Anyway, the foregoing purely and simply is a guess on my part.
The shadow is a moral problem that challenges the whole ego-personality, for no one can become conscious of the shadow without considerable moral effort. To become conscious of it involves recognizing the dark aspects of the personality as present and real. This act is the essential condition for any kind of self-knowledge.
Carl Jung - Aion (1951). CW 9, Part II: P.14
Reply
#9
The pretext that the sultan would buy contracts on four SAS who participated in this event:

The first pressing problem that Qaboos bin Said faced as Sultan was an armed communist insurgency from South Yemen, the Dhofar Rebellion (19651975). The Sultanate eventually defeated the incursion with help from the Shah of Iran, Jordanian troops sent from his friend King Hussein of Jordan, British Special Forces, and the Royal Air Force.

is counterintuitive. Our friend the colonel from Vietnam remarked his fellow officers invited him to Saudi as good money was offered for security. That would have been in the period of the Rebellion.

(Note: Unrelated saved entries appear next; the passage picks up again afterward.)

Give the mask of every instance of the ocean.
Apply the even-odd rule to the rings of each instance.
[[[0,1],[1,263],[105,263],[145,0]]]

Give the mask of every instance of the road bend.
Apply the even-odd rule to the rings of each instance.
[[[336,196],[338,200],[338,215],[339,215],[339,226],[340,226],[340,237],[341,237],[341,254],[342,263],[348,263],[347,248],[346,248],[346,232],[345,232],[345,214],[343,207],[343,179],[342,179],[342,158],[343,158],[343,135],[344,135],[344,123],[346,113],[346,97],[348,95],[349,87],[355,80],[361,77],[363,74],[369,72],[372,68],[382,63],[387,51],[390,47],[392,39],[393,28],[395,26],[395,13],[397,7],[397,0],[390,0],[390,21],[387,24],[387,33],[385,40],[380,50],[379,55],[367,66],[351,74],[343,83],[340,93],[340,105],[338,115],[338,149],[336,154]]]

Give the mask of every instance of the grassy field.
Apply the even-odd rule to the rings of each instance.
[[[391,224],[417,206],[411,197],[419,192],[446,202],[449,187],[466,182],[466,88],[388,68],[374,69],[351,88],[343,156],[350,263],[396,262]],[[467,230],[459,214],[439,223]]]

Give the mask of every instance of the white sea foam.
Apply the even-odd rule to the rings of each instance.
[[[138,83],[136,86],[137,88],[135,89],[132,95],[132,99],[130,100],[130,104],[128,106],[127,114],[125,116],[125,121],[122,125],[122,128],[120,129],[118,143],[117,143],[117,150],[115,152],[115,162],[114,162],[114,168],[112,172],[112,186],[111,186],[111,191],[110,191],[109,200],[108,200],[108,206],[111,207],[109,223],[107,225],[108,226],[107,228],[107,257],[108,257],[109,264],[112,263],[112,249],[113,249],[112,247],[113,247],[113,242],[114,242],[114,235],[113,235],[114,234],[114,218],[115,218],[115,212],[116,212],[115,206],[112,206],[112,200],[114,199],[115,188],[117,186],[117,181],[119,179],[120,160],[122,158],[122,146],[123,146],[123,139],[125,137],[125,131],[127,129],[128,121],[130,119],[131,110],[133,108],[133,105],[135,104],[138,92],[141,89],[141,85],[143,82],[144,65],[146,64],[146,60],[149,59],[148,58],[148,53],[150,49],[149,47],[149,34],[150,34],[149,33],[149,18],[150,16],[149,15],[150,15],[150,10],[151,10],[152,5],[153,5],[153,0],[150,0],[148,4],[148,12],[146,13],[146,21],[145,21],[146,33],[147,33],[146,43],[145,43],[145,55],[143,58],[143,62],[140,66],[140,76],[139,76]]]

I did read Shadow Over Babylon by David Mason. It was awkward--that suspension of disbelief thing never even close. The sniper shot Saddam in the slapstick anatomy. Somehow reality made this novel a nonstarter: body doubles, decoy convoys, brutal retaliation as plot after plot was uncovered.

In re Mason's reviews, one said between Clancy and Forsythe--Clancy is so wordy he's unreadable; and, he is proudly pursuing that one book a year for his two million readers. As for Forsythe, nothing approaches Day of the Jackal.

In terms of tampering with BMW brakes: very relevant with Hasting's sudden demise.